Take a lesson from March 2020

The most important advice, according to McBride, is literally to do nothing, and don’t panic. And here’s far from the only financial expert to suggest that.

“Typically in situations where the stock market is in a slump or where it’s behaving erratically, the best course of action is often to just leave your money where it’s at,” said Jacob Channel, senior economic analyst at LendingTree
TREE,
-2.01%
.

Selling now would likely seal in a loss. For people who are invested in index funds or stable companies, in all likelihood, their investments will rebound.

‘The best course of action is often to just leave your money where it’s at.’


— Jacob Channel, senior economic analyst at LendingTree

Don’t believe him? Recent history should offer some comfort. The markets fell sharply at the start of the COVID-19 pandemic amid fears of a prolonged recession. They didn’t stay low for long, though.

“Following that sell-off, the market rebounded spectacularly and the S&P 500 is currently sitting at a near record high — even when taking into account its recent decline,” Channel said.

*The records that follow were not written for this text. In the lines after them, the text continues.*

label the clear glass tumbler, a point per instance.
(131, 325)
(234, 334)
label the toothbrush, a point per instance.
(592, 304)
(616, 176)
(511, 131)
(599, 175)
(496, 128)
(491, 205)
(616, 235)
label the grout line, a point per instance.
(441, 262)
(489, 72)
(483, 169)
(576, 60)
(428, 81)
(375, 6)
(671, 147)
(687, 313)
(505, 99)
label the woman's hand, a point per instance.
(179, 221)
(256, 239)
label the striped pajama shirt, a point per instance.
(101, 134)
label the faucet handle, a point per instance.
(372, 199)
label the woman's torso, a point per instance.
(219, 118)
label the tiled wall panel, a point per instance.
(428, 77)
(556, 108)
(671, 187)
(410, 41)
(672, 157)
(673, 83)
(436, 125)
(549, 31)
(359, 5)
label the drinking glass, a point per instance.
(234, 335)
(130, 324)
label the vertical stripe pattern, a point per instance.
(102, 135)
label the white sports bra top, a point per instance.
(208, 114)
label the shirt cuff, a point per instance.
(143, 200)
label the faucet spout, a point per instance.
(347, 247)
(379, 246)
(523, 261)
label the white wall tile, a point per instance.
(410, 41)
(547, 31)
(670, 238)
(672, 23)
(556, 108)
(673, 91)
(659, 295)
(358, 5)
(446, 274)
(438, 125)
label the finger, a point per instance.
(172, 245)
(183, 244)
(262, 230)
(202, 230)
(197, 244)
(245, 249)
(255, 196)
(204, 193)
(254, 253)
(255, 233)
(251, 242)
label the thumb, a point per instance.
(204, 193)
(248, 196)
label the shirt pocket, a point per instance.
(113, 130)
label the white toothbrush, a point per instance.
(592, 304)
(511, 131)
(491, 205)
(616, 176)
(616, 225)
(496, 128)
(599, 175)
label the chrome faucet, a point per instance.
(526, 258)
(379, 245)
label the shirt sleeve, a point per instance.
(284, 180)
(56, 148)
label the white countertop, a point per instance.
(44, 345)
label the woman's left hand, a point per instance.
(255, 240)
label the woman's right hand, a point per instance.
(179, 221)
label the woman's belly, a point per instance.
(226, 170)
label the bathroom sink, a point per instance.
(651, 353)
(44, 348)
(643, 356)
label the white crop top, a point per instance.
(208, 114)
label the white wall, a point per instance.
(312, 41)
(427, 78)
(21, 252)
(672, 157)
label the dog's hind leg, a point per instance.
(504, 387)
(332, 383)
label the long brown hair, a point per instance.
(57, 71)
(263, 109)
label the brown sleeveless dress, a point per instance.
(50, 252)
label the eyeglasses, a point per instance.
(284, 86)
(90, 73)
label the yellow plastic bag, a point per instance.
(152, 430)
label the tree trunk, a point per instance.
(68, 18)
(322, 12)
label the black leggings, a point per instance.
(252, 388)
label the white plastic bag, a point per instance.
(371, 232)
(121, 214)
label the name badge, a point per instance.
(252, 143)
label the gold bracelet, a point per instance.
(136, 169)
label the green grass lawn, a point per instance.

Review your investment plan

For most investors, the money they have in the market — either through retirement accounts or individual investments — is intended for long-term purposes. So short-term fluctuations shouldn’t change one’s strategy a whole lot.

Still, financial experts said this is a good time to review things to make sure your money is working for you. Multiple financial planners suggested rebalancing your portfolio.

“A market downturn is a great opportunity to look at your investments to see if they still reflect your target allocation,” said David Haas, president of Cereus Financial Advisors in New Jersey.

It’s natural to see your portfolio allocation drift when stocks are falling and bonds are rising. Getting back on target is key. Doing this means you’ll be selling what’s high and buying what’s low, said Mark Ziety, executive director of WisMed Financial, an advisory firm based in Wisconsin.

Similarly, now is a good time to review the diversity of one’s portfolio. Are you too geared toward growth funds? Do you have exposure to emerging markets?

Now might also be the time to do a Roth conversion, if that was something you were interested in, Ziety said. “When markets are down, more shares can be converted from pretax to tax free for the same tax cost,” he noted.

Put your cash to work

A common aphorism among financial whizzes is to buy the dip. In other words, think of the stock market being discounted right now.

“Depending on your age and time horizon, this may be a time to buy into the market while it is on sale,” said Charles B. Sachs, director of planning and chief compliance officer at Kaufman Rossin Wealth, a national accounting and investment advisory firm.

If you have extra money that you can invest, do not sweat the timing too much.

“You likely won’t catch the market at its best rock-bottom price, so if you want to invest during a downturn, waiting for the ‘perfect moment’ may not be the best strategy,” said Alana Benson, investing spokesperson at personal-finance website NerdWallet.